Among the many social situations that make me uncomfortable, one of the worst is when someone I know, especially someone I care about, loses someone they love.
Because what do you say? What do you say that adequately conveys how deeply sorry you are for their loss, but doesn't sound like it's about you? Because that's my concern - that when someone loses someone they love, I put myself in their shoes, and feel sorry because I imagine how I would feel if I had lost someone I love. It brings alive my fears of losing the people I love. All of which makes my condolences just sound trite and selfish.
When I was 16, a classmate lost her father. A little over a year ago,my godfather lost his father. And I was at as much of a loss for words as I remembered being at 16. I asked on twitter, that fountain of support and suggestions, and got some responses. All very valid responses, but none of them made it any easier to send that email or make that phone call.

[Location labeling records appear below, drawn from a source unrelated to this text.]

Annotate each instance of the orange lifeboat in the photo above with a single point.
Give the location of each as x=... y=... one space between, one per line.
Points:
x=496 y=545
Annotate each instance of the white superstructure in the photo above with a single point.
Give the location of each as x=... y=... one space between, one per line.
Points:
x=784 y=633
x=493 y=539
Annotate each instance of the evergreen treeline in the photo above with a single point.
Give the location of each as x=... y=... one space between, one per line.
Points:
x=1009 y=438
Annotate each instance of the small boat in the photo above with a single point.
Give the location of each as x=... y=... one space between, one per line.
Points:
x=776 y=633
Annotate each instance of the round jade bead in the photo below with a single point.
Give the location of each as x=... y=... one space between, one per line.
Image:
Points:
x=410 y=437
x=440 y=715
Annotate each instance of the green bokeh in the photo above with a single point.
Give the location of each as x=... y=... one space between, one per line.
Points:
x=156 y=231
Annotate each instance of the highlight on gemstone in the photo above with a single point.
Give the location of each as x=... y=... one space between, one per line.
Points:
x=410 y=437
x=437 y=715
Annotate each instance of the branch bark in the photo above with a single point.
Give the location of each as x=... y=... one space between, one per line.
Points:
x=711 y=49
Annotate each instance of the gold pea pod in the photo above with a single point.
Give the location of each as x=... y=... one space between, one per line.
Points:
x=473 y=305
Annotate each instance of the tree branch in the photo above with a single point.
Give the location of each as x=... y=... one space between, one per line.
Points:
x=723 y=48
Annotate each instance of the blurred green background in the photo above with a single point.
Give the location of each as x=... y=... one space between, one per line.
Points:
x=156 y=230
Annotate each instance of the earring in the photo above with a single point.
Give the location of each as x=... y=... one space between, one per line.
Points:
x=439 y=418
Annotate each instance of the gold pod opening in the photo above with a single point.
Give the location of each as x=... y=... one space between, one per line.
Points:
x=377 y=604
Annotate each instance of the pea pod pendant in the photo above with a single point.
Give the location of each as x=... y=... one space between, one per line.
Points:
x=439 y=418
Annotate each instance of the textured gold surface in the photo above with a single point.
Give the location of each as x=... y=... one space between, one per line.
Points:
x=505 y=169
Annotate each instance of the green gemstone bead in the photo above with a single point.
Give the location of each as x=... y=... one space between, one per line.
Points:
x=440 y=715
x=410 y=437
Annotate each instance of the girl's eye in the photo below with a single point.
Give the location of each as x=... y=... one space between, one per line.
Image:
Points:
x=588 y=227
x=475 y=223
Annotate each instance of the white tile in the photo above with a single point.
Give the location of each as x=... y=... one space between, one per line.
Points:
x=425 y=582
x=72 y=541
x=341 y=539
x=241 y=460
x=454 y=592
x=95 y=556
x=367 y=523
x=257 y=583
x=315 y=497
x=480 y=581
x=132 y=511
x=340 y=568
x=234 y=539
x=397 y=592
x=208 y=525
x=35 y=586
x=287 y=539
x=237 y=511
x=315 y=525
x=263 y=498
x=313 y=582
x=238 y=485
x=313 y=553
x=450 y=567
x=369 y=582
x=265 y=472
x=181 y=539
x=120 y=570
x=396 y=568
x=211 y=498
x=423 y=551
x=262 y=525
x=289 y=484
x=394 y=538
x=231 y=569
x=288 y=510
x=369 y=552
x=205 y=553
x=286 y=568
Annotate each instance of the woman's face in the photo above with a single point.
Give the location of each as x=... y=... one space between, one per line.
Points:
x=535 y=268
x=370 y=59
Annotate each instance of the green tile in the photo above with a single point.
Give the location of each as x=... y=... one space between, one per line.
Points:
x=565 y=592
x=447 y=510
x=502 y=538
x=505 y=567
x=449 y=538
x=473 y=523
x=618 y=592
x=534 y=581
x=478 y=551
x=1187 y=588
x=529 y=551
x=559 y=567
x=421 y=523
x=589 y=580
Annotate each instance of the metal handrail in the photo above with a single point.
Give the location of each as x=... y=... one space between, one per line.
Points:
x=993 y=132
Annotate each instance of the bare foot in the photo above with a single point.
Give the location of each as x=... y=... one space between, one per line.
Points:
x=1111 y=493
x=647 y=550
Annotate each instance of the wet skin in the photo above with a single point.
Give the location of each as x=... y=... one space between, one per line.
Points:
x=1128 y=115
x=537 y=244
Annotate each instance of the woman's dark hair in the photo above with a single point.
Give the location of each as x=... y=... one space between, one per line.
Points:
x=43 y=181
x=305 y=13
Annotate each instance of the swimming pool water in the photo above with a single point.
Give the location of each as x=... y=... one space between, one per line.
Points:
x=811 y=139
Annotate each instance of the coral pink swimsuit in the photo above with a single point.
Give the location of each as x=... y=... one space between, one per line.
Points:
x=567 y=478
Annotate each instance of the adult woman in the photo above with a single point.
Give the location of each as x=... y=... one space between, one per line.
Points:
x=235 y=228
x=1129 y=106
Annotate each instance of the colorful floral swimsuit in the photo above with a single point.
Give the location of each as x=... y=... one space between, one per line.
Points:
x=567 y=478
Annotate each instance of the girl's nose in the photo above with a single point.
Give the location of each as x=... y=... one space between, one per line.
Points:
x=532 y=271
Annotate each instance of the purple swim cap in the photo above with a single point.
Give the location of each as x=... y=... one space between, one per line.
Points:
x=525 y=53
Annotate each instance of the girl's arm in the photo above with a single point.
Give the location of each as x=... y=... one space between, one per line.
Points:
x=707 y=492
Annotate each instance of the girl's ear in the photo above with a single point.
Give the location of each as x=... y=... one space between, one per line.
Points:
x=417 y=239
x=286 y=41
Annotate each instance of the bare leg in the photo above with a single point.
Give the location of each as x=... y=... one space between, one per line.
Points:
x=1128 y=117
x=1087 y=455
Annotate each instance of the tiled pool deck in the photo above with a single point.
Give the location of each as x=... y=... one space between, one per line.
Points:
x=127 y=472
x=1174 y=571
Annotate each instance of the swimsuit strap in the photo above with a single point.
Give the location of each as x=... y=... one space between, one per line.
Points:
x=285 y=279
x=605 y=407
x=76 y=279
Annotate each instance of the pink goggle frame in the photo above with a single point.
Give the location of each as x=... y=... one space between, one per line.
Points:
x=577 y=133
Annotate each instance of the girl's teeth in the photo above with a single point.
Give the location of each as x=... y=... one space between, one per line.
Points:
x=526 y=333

Then a fortnight ago, a professor at school who I am fairly close to lost his mother. And I started wondering again. What do you say?
I sent him an email, since I'm not in the US right now. And he replied too. But I was still left feeling that the email I sent was utterly trite and pointless.
And all of this is still about me. It's my discomfort with not knowing what to say, my inability to convey how I feel. Maybe it doesn't seem trite. Maybe it does mean something to the person I'm writing to. But I never quite know that.